I hadn’t intended to see Love Never Dies, the sequel to Phantom of the Opera. I’d thought about it, and then chosen La Bete instead because I could get better seats for the same price (and…David Hyde Pierce!!) But I spoke to my parents that afternoon and they reminded me that they had gone to see Phantom on one of their first trips to London. Apparently they were standing in line waiting for tickets and somebody came along from the box office to ask if there were any parties of two in the queue. He only had a handwritten note, not tickets, so they were suspicious at first. However, after checking with the box office, all was well and the seats were good. They still talk about the chandelier.
By the time I called the central ticketing office it was too late–they said the theatre might still have tickets but I’d have to go in person to find out. I hied myself down to the Adelphi, running up the Strand as curtain time approached (while I’m at it, did I mention I visited Drury Lane on this trip, as on all trips to London? And that I hummed the Muffin Man tune? You sort of have to do it, don’t you?)
When I arrived, out of breath, and asked to book a seat on the lowish end of the price scale, they told me that the front row tickets had been discounted for that evening’s performance. Did I want to sit in the front row?
A few minutes later I was peering obtrusively into the orchestra pit. Front-row seating isn’t always the best, actually–this particular production involves a lot of lying on the floor at crucial moments, meaning you’re either left watching the actors’ wigs bobbing about or, like me, waving at the little orchestra-mans (and ladies.) I also had the great privilege of watching a clarinetist fall asleep in his chair during the interval.
Phantom II: The Opera Redux is indeed a great spectacle full of amazing costumes, fabulous sets, great new songs, and some seriously cool puppetry.
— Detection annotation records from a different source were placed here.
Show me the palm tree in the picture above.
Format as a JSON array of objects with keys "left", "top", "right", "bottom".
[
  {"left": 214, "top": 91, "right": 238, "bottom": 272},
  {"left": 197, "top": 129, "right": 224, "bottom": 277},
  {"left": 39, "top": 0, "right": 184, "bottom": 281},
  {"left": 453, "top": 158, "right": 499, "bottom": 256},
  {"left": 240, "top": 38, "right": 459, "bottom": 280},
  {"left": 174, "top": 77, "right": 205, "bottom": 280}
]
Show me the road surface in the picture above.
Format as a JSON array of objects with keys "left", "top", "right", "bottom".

Being so close to the orchestra pit, I was able to nab the conductor afterwards and ask how one of the onstage musical instrument/puppets worked (he prevaricated a bit, but still, that was fun.) There is even a bit of belly dancing for interested parties–a genuine feature of Coney Island in its early days. (They aren’t very authentically dressed though–films of dancers who worked there at the time show them wearing almost Victorian-style dresses. But they can’t be expected to cater to every belly dance researcher that comes along I suppose.)
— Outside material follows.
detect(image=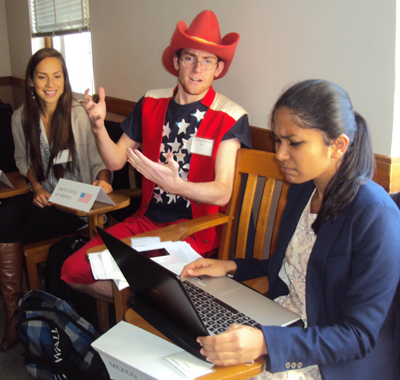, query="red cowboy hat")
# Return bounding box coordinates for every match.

The one great disappointment was that the score, though referring at times to the original, doesn’t have even a little space for those instantly recognizable chords. You know the ones. DAAH! Dah-dah-dah-dah-dah…dah-dah-dah-dah-DAAH! Even so, that was the theme that whirled in my head as I wended my way home. When I wasn’t busy puzzling on the meaning of the new central aria, that is: “Love never dies! Love never alters! Hearts may get broken, but love goes on”? What on earth does THAT mean? I’m sure I don’t know, but I can tell you I cried when it was sung. I blame it on sitting too close to the stage.